Réuni le 2 juillet dernier sous la présidence de Grégoire Owona, le Comité national de lutte contre le travail des enfants a fait le point sur l’exécution du PANETEC et des recommandations de 2025. Objectif etait accélérer l’éradication du phénomène, en cohérence avec les engagements internationaux du Cameroun et la cible 8.7 des ODD.

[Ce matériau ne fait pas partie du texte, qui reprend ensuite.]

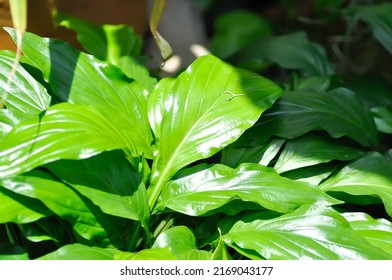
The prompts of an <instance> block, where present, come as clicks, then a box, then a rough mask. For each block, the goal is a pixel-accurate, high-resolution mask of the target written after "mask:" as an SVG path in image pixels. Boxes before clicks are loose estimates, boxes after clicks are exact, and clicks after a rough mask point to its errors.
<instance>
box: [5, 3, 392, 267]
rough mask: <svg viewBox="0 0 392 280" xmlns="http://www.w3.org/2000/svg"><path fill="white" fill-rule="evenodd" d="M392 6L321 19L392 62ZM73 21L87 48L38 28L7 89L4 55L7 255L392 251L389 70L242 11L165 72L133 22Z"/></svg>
mask: <svg viewBox="0 0 392 280" xmlns="http://www.w3.org/2000/svg"><path fill="white" fill-rule="evenodd" d="M316 2H317V3H318V5H319V6H316V8H317V9H318V10H322V9H323V8H326V7H323V6H322V3H324V4H325V3H329V4H331V3H335V5H336V6H337V7H338V6H339V5H342V3H341V2H342V1H316ZM335 8H336V7H335ZM391 14H392V5H391V4H378V5H371V6H355V7H346V8H345V9H343V10H340V11H339V12H337V11H336V10H334V13H333V15H332V16H333V17H332V19H331V18H330V17H325V18H323V20H325V21H327V22H330V21H334V22H337V21H339V22H341V21H343V20H344V19H345V18H347V20H349V22H350V23H351V25H350V28H351V29H350V30H351V32H352V33H351V34H353V33H354V31H353V30H355V29H356V28H359V27H358V26H357V25H359V24H361V28H368V29H367V30H369V32H370V34H371V35H374V38H375V39H374V41H375V42H379V43H380V44H381V45H380V46H377V48H384V49H385V50H386V51H385V55H386V56H391V55H392V20H391V17H390V16H389V15H391ZM330 16H331V15H330ZM244 17H245V18H247V19H248V20H241V18H244ZM60 21H61V24H62V25H64V26H67V27H68V28H71V29H74V30H76V31H77V32H78V37H79V41H80V42H81V44H82V45H83V46H84V48H85V50H86V51H87V52H88V53H89V54H87V53H85V52H81V51H79V50H77V49H75V48H73V47H72V46H70V45H69V44H67V43H65V42H61V41H58V40H55V39H48V38H41V37H39V36H37V35H34V34H31V33H26V34H25V35H24V37H23V44H21V45H20V47H21V49H22V52H23V54H24V56H23V57H22V59H21V62H20V64H19V65H18V67H17V69H16V74H15V77H14V78H13V82H12V84H11V85H10V86H9V85H7V77H8V75H9V73H10V72H11V69H12V66H13V61H14V57H15V54H14V53H13V52H9V51H0V85H1V87H2V88H4V89H6V90H7V91H8V94H9V96H8V100H7V108H6V109H3V110H1V111H0V258H1V259H117V260H118V259H181V260H188V259H213V260H218V259H223V260H227V259H392V223H391V217H392V150H391V148H392V147H391V144H390V140H391V137H390V136H391V134H392V107H391V104H392V87H391V85H390V84H389V82H390V81H388V79H387V78H383V76H382V75H383V74H384V73H386V72H385V69H383V72H382V73H381V72H377V71H378V70H379V69H378V68H376V67H373V69H371V70H372V71H373V74H369V73H367V72H366V73H362V74H361V75H362V76H361V75H359V74H358V73H354V72H352V71H351V72H350V71H349V70H347V68H345V69H344V71H343V70H342V69H341V67H340V68H339V67H338V66H339V65H340V66H341V64H339V63H337V62H334V63H331V60H330V58H329V51H328V50H327V49H326V48H325V47H324V46H322V45H321V44H320V43H316V42H313V41H311V40H310V39H309V37H308V35H307V33H306V32H305V31H297V32H290V33H286V34H274V31H273V30H272V28H271V27H270V26H269V23H268V21H266V20H264V19H262V18H261V17H260V16H258V15H256V14H252V13H250V12H246V11H238V10H236V11H234V12H228V13H224V14H222V15H220V16H219V17H218V18H217V20H216V29H215V32H214V34H213V35H212V38H211V50H212V53H213V54H211V55H207V56H203V57H200V58H198V59H196V60H195V61H194V62H193V63H192V64H191V65H190V66H189V68H187V69H186V70H184V71H182V72H181V73H179V75H178V76H175V77H170V78H156V77H153V76H152V74H151V73H150V72H149V70H148V69H147V68H146V67H145V66H144V65H143V61H144V60H145V58H144V57H143V56H142V55H141V49H142V48H141V47H142V45H141V44H142V41H141V39H140V38H139V37H138V36H136V35H135V34H134V33H133V31H132V28H130V27H127V26H122V25H120V26H112V25H104V26H100V27H98V26H93V25H91V24H89V23H87V22H83V21H81V20H79V19H76V18H71V17H66V16H64V15H62V16H61V19H60ZM353 22H355V23H356V24H357V25H354V24H353ZM233 23H235V24H233ZM244 30H245V31H247V32H244ZM7 31H8V32H9V33H10V35H11V36H12V37H13V38H15V37H16V35H15V31H14V30H12V29H10V28H8V29H7ZM346 36H350V35H346ZM372 38H373V37H372ZM15 40H16V38H15ZM381 46H382V47H381ZM218 57H219V58H218ZM388 59H390V58H388ZM340 62H341V61H340ZM245 69H247V70H245ZM387 73H388V72H387ZM390 73H391V68H389V74H390ZM260 74H261V75H260ZM263 76H264V77H263ZM265 77H268V78H265Z"/></svg>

Trente représentants d’administrations, de partenaires sociaux, d’ONG et d’organismes techniques se sont retrouvés le 2 juillet 2026 dans la salle de conférences du ministère du Travail et de la Sécurité sociale. À l’initiative du ministre Grégoire Owona, cette session visait à évaluer les avancées enregistrées depuis août 2025 et à mesurer l’impact du Plan d’action national pour l’élimination des pires formes de travail des enfants, le PANETEC.
Les échanges en plénière ont porté sur plusieurs volets : suivi des recommandations de la dernière session, présentation des initiatives des différentes parties prenantes, examen du rapport final d’évaluation du PANETEC, analyse de l’application des conventions n°138 et n°182 de l’OIT, et validation du rapport national sur la question. Y ont pris part le MINTSS, le MINAS, le MINEFOP, le MINPROFF, le MINJUSTICE, le MINADER, le MINEDUB, la SED-GN, la DGSN, l’INS, le GECAM, la CSTC, l’ONG ASSEJA, la CNDHL, le BIT et ICI.
Le constat reste préoccupant. À l’échelle mondiale, l’OIT estime à 160 millions le nombre d’enfants astreints au travail. Le Cameroun n’est pas épargné. D’après l’enquête de l’INS de 2007, 27,9% des enfants de 5 à 17 ans, soit plus de 1,6 million, étaient impliqués dans des travaux à abolir. 71% d’entre eux évoluaient dans l’agriculture, la pêche, la chasse et la sylviculture, essentiellement en zone rurale.
Pour y répondre, l’État a durci son arsenal. Sur Très Hautes Instructions du Président Paul BIYA, le Cameroun a consolidé son engagement multisectoriel avec l’appui de l’OIT. Membre titulaire du Conseil d’administration du BIT, le pays a ratifié les conventions clés : âge minimum n°138, pires formes de travail des enfants n°182, travail forcé n°29 et abolition du travail forcé n°105. Ces engagements internationaux sont relayés par le Code du travail et la loi sur la traite des personnes.
La colonne vertébrale de cette riposte, c’est le PANETEC. Adopté en 2017 puis actualisé en 2020, ce plan repose sur six axes : mise en conformité législative, éducation, protection sociale, emploi et RSE, questions transversales, et pilotage du suivi. Dans la même logique, le Cameroun a rejoint l’Alliance 8.7 le 11 mai 2020 pour contribuer à l’atteinte de l’ODD 8.7 : éradiquer le travail des enfants d’ici 2025. Cette coalition mondiale regroupe le BIT, la FAO, l’OIM, le HCR, l’UNICEF et d’autres acteurs.
L’architecture institutionnelle a été complétée le 23 juin 2020 par arrêté du Premier ministre : création du Comité national de lutte contre le travail des enfants. Organe quadripartite, il est chargé de proposer et coordonner les actions pour faire reculer le fléau sur tout le territoire.
Au terme des travaux de juillet 2026, plusieurs acquis ont été notés : rappel et état d’avancement des recommandations de 2025, inventaire des actions menées, présentation de l’étude sur les conventions de l’OIT et bilan final du PANETEC. Les participants ont formulé de nouvelles recommandations pour intensifier la mise en œuvre du plan et accélérer les progrès. L’ambition demeure : protéger les droits des enfants et leur garantir un avenir conforme à la vision du Chef de l’État et aux engagements pris par le Cameroun sur la scène internationale.